Isolation

There's that very famous tag in the publicity for the film Alien - "In space no-one can hear you scream". And it is presumably true, at least if you're not enclosed in an oxygen rich cylinder of some description. But it struck me forcibly when reading Yrsa Sigurdardottir's superb thriller The day is dark that this is equally true, even today, of parts of the earth, which to all intents and purposes are equally cut off. This of course has been recognised for some time. NASA's early work which led to the moon landings included work in Antarctica.
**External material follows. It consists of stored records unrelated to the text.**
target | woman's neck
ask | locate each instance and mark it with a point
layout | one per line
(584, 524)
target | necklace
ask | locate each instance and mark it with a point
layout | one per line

Day is dark is the fourth novel in the series featuring the Icelandic lawyer Thora Gudmundsdottir. It's not my favourite novel in the series, it's rather more derivative than the others owing quite a lot, I think, to Alien, The Thing and Miss Smilla's feeling for snow. Like the recently reviewed A noble killing by Barbara Nadel, it may be derivative but it's also incredibly cleverly written.

Thora and her partner travel to remote eastern Greenland to try to sort out a contractual dispute. But it turns out to be a whole lot more sinister than it sounds, several workers have disappeared without trace and fellow workers are refusing to return to the site. The locals are surly, superstitious, and obsessed with evil spirits, while the discovery of an on site skeleton and a body in the freezer is going to make Thora's job a whole lot more difficult. And the past is about to come back and haunt everyone in a particularly unpleasant way...

Yrsa Sigurdardottir writes about isolation brilliantly along with the peculiar difficulties of living within an isolated society. She also touches brilliantly on some of the less well known problems of isolated places. This is a very creepy thriller, if all the ends don't quite tie up it's because the author has been pulled along at a great rate of knots by the brilliance of her narrative.

As you may have guessed I rather like Yrsa Sigurdardottir. She, along with Barbara Nadel, is one of my favourite Euro-cop writers.